I have a female leopard gecko on the verge of death. She has been losing weight rapidly and is skeletal. I found feces dried and stuck in her anus. It is half in and half out, and does not look like it can be removed without killing her. What should I do?

this could be a prolapse...

-V


----------



## eksong (Jul 30, 2004)

I'm really sorry, but that gecko in such an emaciated state looks beyond help.

At this point, if I had other susceptible geckos in my possession, I would tend towards caution.  Has this gecko been in your ownership for a long time, or only recently?

If it has been with you for a while, it may be impaction (doubtful) or perhaps an inherent disease (leo gecko cancer?) from old age.

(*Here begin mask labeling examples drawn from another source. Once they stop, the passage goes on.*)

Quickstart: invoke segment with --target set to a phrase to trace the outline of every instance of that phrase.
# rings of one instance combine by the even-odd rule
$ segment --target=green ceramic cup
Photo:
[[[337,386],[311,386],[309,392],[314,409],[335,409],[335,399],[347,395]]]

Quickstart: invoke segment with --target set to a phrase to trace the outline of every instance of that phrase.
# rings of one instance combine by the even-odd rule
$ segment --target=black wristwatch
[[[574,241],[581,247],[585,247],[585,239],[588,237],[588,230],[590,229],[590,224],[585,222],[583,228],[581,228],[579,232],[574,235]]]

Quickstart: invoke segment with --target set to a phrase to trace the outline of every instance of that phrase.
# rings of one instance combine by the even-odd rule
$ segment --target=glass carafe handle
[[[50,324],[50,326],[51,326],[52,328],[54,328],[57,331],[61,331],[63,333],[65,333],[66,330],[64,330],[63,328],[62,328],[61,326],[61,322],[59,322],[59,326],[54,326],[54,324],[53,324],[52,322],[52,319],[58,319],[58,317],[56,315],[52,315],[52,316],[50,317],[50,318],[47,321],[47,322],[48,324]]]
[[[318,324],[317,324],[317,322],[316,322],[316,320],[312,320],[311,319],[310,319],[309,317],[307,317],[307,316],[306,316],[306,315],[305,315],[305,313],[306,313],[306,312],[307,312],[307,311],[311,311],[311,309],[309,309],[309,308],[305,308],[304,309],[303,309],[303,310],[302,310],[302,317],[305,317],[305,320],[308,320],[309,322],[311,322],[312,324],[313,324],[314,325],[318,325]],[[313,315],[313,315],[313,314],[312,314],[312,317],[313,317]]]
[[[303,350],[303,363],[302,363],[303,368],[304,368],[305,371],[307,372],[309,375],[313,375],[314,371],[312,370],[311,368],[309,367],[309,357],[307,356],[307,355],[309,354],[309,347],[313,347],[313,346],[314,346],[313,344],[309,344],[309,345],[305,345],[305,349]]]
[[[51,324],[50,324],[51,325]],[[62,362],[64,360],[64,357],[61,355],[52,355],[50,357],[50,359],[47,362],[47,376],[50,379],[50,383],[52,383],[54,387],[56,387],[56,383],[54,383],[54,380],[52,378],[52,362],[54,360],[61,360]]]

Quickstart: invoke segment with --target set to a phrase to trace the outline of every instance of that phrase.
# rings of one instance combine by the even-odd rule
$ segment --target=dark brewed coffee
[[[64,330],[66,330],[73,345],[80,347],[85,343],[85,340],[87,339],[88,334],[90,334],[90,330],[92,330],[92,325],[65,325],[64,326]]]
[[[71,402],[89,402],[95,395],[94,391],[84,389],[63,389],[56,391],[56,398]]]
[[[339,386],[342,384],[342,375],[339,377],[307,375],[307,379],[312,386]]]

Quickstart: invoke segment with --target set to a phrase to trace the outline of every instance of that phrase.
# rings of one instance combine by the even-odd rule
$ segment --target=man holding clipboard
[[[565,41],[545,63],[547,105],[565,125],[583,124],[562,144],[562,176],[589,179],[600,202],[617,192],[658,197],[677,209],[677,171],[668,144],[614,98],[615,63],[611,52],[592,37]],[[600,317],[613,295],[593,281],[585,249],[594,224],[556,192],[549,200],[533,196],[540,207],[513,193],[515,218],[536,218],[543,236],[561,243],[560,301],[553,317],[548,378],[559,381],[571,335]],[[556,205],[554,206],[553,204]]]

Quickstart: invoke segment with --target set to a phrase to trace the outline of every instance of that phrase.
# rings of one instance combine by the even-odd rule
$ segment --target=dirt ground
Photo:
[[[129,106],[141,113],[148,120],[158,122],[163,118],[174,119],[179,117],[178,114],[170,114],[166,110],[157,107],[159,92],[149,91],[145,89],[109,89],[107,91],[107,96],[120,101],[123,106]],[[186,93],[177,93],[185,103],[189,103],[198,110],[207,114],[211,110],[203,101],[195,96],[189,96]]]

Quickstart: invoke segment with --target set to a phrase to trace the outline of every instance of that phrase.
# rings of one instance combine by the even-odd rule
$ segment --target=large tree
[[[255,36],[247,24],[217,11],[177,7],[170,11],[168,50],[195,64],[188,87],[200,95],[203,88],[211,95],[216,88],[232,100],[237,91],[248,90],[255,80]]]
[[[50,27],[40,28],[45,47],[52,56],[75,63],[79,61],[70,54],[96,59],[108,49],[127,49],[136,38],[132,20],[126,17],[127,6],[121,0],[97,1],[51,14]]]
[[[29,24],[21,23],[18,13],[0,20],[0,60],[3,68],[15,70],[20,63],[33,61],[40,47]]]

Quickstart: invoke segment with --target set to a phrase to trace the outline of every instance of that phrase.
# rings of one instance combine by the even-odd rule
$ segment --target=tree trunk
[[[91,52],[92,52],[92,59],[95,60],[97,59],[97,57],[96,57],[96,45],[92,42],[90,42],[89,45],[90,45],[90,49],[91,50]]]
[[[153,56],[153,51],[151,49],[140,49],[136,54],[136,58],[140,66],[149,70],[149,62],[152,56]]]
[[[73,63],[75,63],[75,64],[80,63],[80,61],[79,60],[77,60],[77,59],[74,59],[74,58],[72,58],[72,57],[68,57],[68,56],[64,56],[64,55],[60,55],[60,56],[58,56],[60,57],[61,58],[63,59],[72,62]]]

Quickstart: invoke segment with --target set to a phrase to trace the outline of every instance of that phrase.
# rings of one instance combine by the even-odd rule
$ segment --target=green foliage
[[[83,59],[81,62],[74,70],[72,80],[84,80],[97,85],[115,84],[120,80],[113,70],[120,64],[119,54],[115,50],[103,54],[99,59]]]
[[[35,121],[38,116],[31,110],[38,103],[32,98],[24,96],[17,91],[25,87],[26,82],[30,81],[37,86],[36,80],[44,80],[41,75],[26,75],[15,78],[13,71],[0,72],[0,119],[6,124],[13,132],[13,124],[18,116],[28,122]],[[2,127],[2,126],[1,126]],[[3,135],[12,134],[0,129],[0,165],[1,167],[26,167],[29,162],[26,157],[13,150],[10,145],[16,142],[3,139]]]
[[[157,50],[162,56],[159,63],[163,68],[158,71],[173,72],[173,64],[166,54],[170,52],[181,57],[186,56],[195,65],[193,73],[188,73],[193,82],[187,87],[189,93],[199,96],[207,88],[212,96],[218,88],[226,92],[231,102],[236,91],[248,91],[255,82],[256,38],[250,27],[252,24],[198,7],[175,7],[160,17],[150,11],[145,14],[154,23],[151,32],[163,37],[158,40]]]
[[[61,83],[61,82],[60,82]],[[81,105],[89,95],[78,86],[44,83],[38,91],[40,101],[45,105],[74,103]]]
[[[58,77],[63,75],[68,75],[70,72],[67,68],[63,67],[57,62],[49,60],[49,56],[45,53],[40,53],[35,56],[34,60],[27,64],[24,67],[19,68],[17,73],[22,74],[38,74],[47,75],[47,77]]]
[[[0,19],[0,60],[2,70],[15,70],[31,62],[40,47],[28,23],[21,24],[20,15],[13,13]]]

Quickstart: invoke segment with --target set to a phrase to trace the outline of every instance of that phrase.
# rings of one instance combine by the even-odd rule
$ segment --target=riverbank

If it has been with you only recently, you should make sure the symptons aren't from an infectious source.  IMO, the rapid succession and emaciation of your gecko's condition may very well hint at some sort of disease.  Sadly, several months back, one of my new snakes had which appeared to have symptoms of Cryptosporidium and I promptly euthanized him.

If you think the gecko can be saved, by all means.  Just be safe and quarantine her from the rest.


----------



## Vayu Son (Jul 30, 2004)

*><*

I have had this gecko for 8 years. She started to decline about a month ago, and I have been hand feeding her back to health. Her roommate for 8 years has not been affected at all. Today I found the prolapse. What is the proper way to euthanize a gecko?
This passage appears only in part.